Pensemos, ¿Cuáles son las condiciones psíquicas que convierten a una mujer en madre? ¿Qué lugar ocupa en la estructura la maternidad para cada mujer?
Definitivamente el parir no convierte a una mujer en madre. ¿Por qué no? El hecho mismo de parir un niño, no convierte a ese producto en hijo, ni a la mujer que lo realiza en madre.
A diferencia de Freud, Lacan propone que el lugar que puede venir a ocupar el niño en relación al deseo de la madre, no es el lugar del falo, sino un lugar que causa su deseo. De hecho, habría un solo objeto de deseo, el objeto a, que es representado por objetos parciales en diferentes pulsiones parciales. Pero el objeto a no es el objeto hacia el que tiende el deseo, sino la causa misma del deseo. El deseo no es una relación con un objeto, sino la relación con una falta. Lo que habitualmente denominamos «acceder al deseo» o «satisfacer el deseo» va a implicar la dimensión del goce. No será el deseo el que se satisface, y sí el sujeto del inconsciente.
El ser humano al encontrarse inmerso en el lenguaje, a diferencia del resto de los animales posee la alternativa de renunciar o no, ante un embarazo.
La condición de ser mujer, no garantiza una posición deseante frente a la maternidad, más allá de los mandatos desde lo social y familiar, cada mujer de una en una se enfrentará ante ese deseo o no.
En relación a esta interrogante se pueden advertir varios imaginarios que muchas veces escuchamos en la consulta, referidos por ejemplo: que si hay embarazo hay madre, donde la maternidad queda ligada simplemente a un hecho biológico que es el embarazo y el parto.
También en muchas otras aparece en el discurso una correlación, una equivalencia entre el deseo de tener un hijo y el deseo de ser madre, como una sola unidad deseante, no pudiendo operar una separación.
Lacan dice que un acto analítico es poder articular eso que el sujeto en análisis le es imposible realizar. Es decir el acto que apuesta al inconsciente, a autorizar a que hable y eso hable en él. El acto analítico crea las condiciones fundacionales para que el transcurso de una cura sea posible.

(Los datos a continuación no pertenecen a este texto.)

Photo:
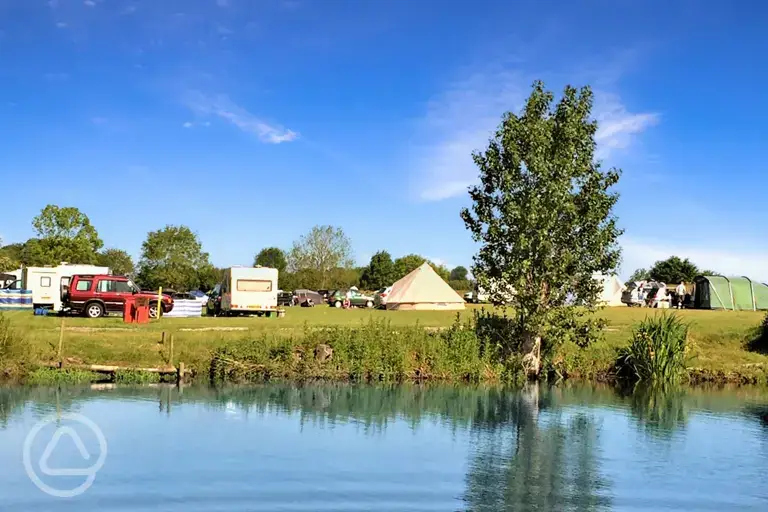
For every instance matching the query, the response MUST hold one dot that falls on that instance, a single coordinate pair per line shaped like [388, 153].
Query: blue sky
[251, 121]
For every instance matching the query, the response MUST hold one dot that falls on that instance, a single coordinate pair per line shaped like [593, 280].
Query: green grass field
[718, 338]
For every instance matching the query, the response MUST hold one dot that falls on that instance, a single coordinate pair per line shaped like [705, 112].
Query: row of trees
[173, 257]
[672, 270]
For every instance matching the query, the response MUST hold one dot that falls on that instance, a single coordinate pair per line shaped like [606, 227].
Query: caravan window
[253, 285]
[83, 285]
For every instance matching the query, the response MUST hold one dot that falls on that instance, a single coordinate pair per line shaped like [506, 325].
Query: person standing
[680, 291]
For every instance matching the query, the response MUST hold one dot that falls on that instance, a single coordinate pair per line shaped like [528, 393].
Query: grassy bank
[407, 344]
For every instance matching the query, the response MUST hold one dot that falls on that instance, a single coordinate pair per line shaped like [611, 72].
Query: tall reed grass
[657, 351]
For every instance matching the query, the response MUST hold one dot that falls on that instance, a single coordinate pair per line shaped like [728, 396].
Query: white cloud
[462, 118]
[738, 260]
[221, 106]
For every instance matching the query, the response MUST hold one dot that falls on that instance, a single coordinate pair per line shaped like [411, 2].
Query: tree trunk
[532, 355]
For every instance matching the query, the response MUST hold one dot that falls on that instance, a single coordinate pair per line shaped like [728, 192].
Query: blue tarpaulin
[15, 299]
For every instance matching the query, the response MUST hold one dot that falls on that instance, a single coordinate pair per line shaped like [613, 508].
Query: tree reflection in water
[531, 458]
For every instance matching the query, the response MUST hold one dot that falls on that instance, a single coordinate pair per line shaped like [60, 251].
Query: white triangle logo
[53, 443]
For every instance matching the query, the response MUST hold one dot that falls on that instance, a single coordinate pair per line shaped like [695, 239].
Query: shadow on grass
[759, 343]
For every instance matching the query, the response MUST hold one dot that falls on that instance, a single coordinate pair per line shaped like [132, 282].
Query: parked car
[380, 297]
[307, 298]
[356, 299]
[95, 295]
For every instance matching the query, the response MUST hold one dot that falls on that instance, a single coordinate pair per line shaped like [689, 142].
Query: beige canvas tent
[610, 294]
[423, 289]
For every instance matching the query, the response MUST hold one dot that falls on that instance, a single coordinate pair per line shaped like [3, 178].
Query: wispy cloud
[739, 260]
[222, 107]
[462, 118]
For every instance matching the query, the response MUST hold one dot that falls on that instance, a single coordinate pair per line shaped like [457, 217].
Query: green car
[356, 299]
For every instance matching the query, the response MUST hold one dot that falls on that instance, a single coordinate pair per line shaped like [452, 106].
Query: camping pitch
[423, 289]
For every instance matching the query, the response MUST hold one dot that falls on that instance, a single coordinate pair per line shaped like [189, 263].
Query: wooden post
[61, 342]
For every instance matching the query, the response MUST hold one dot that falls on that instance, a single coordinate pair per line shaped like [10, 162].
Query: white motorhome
[49, 284]
[249, 290]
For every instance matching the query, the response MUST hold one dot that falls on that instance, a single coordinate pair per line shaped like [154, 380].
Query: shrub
[657, 351]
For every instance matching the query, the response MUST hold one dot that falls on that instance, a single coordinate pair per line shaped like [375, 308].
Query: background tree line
[173, 257]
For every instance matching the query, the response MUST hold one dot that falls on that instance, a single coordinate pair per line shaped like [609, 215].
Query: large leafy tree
[63, 234]
[322, 250]
[172, 257]
[119, 261]
[408, 263]
[379, 273]
[272, 257]
[674, 270]
[543, 214]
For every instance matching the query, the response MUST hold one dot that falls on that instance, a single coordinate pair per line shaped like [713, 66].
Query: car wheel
[94, 310]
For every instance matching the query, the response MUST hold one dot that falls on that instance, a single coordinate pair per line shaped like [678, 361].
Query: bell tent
[734, 293]
[612, 288]
[423, 289]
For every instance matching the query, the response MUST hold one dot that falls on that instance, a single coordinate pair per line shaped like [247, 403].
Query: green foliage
[63, 234]
[657, 351]
[543, 214]
[640, 274]
[374, 351]
[459, 274]
[172, 258]
[408, 263]
[464, 286]
[379, 273]
[118, 261]
[50, 376]
[674, 270]
[15, 352]
[272, 257]
[322, 250]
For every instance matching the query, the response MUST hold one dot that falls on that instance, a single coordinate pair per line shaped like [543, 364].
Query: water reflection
[539, 448]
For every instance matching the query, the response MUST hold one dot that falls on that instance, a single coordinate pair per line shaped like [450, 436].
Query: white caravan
[49, 284]
[249, 290]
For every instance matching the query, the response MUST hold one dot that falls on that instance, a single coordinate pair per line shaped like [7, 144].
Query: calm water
[313, 448]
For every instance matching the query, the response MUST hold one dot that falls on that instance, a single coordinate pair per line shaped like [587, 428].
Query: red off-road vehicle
[100, 294]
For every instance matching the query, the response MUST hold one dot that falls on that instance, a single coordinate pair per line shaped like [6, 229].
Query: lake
[281, 447]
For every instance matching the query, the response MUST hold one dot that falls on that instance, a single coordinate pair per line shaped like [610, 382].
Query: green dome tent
[734, 293]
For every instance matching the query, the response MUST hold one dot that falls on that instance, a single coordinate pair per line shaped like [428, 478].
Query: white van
[249, 290]
[50, 284]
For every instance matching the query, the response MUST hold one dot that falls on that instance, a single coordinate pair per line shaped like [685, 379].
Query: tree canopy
[543, 214]
[63, 234]
[272, 257]
[459, 274]
[322, 250]
[172, 258]
[379, 273]
[674, 270]
[118, 261]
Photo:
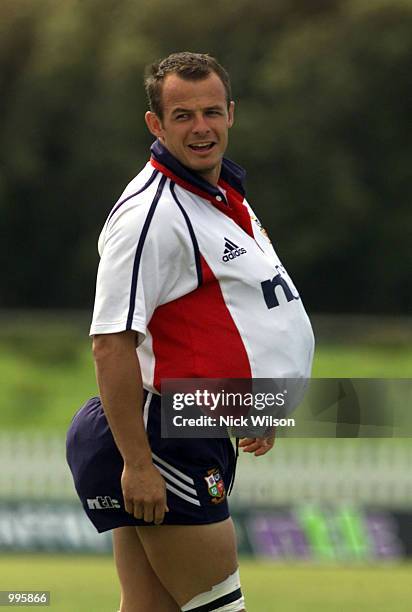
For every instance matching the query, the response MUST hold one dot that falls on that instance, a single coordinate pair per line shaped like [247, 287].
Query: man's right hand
[144, 492]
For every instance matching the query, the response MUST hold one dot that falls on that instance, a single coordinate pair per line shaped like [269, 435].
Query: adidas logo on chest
[232, 250]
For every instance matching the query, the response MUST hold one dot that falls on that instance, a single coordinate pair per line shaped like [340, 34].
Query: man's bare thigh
[191, 559]
[141, 589]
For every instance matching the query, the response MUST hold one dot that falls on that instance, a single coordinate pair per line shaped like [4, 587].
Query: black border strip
[139, 250]
[218, 603]
[145, 186]
[192, 235]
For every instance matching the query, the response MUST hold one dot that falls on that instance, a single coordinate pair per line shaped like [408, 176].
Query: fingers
[159, 513]
[258, 446]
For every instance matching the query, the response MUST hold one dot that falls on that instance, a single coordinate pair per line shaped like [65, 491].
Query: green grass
[89, 584]
[47, 369]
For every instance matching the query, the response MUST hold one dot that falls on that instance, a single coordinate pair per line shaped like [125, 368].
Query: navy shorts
[197, 472]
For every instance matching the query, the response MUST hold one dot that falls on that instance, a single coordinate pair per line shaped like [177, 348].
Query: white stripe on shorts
[183, 495]
[173, 469]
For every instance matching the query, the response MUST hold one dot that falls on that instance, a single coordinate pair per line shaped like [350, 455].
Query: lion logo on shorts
[215, 486]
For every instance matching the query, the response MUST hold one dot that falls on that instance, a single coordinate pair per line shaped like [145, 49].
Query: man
[189, 278]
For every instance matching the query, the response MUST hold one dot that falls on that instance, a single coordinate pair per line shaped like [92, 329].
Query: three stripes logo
[232, 250]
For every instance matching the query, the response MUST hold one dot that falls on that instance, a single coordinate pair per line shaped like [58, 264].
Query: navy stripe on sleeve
[220, 602]
[139, 250]
[145, 186]
[192, 235]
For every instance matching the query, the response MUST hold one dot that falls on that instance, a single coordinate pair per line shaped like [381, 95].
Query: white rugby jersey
[189, 267]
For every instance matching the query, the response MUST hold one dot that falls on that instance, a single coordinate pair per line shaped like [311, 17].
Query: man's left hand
[258, 446]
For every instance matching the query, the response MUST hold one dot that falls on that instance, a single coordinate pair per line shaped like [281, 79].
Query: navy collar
[231, 173]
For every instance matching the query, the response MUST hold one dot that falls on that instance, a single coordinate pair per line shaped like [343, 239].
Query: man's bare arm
[121, 390]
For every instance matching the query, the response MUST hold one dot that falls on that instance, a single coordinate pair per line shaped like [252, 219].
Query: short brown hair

Es necesario expresar que el desear no es igual al querer. En la actualidad existe con mayor frecuencia la idea en algunas mujeres de programar sus embarazos, su maternidad, de elegir el momento de tener a sus hijos, anteponiendo muchas veces situaciones de mejoras o cambios de trabajo, la culminación de una carrera universitaria, casarse, mudarse y tantas otras. En los casos que intentan programar su maternidad, estando prontas fisiológicamente, no hablamos de las situaciones de fertilizaciones asistidas, la concepción no siempre se produce de forma inmediata. Existen pocas probabilidades de que ese hijo llegue cuando se hacen esas programaciones.
Centrándonos a lo referido al deseo, manifestamos que no se produce el deseo si no hay una pérdida de goce. Mas allá que en el discurso se utilice la denominación deseo tener un hijo, deseo ser madre, si no hay perdida de goce para que se pueda alojar ese hijo, estamos en el orden del querer.

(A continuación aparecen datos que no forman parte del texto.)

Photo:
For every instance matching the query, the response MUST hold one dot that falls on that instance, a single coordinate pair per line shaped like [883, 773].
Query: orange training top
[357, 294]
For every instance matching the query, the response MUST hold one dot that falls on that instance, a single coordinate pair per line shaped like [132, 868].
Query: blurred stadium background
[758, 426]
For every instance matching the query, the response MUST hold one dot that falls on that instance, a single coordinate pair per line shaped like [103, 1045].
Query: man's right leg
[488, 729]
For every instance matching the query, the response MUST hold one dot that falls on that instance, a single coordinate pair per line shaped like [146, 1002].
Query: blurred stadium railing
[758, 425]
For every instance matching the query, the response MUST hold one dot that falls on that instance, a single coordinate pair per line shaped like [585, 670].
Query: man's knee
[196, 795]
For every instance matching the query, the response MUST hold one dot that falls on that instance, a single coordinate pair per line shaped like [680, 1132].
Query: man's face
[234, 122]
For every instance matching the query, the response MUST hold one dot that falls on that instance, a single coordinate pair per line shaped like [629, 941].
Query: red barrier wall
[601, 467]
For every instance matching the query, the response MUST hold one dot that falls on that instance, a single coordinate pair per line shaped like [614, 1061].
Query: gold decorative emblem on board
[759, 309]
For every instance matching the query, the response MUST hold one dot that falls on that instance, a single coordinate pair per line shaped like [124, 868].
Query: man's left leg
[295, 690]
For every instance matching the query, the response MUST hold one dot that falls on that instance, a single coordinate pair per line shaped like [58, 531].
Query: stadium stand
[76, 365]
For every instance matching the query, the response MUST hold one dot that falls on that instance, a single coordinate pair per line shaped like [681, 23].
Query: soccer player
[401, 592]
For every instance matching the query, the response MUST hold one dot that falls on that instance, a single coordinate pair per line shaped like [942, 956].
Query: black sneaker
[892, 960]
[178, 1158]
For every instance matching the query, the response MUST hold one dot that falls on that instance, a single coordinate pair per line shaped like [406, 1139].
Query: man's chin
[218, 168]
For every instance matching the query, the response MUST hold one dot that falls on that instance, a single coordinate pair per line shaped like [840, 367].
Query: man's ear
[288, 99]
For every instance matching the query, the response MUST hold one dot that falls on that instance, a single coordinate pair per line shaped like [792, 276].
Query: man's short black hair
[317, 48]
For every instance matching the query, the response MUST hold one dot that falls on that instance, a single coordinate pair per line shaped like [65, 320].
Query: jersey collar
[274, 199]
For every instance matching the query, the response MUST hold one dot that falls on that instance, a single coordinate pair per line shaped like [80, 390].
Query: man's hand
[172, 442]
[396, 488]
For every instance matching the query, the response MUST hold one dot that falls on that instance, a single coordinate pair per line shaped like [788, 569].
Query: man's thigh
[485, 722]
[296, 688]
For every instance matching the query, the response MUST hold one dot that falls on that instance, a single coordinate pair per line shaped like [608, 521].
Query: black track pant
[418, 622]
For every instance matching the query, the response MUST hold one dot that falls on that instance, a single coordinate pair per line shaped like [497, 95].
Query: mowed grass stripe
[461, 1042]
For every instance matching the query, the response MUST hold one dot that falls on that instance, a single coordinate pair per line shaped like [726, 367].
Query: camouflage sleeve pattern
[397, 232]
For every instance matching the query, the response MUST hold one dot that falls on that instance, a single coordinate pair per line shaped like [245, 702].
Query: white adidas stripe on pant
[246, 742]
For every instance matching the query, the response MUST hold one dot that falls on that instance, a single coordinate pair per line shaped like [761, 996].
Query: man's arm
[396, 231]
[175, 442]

Alba Flesler en su artículo “Querer y desear no son lo mismo” plantea que:
“El deseo tiene como condición la pérdida de un goce, por eso lo que deseo no es lo que quiero, es más, muchas veces implica la pérdida del alcance inmediato de la satisfacción, la postergación de eso que se me apetece».
A partir de lo que escuchamos en la clínica podemos decir que el deseo de tener hijos muchas veces y para algunos puede estar vinculado con su propia trascendencia a través de sus hijos, otras veces con la descendencia de esa familia, el continuar con el linaje de un apellido.
Más allá del por qué?, entiendo que es el para qué tener un hijo?, que lugar tiene ese hijo en el deseo de su madre?, de qué manera es investido inconscientemente como sujeto por esta madre?
Respecto al deseo de la madre, Lacan nos lo enseña muy gráficamente a través de la metáfora de la boca abierta del cocodrilo, en tanto el padre del niño es el que debe trabar esa boca para habilitarlo y no ser comido por esa madre.
Lacan en el seminario 17: “Entonces traté de explicar que había algo tranquilizador. Les digo cosas simples, improviso, debo decirlo. Hay un palo, de piedra por supuesto, que está ahí, en potencia, en la boca, y eso la contiene, la traba. Es lo que se llama el falo. Es el palo que te protege sí, de repente, eso se cierra.”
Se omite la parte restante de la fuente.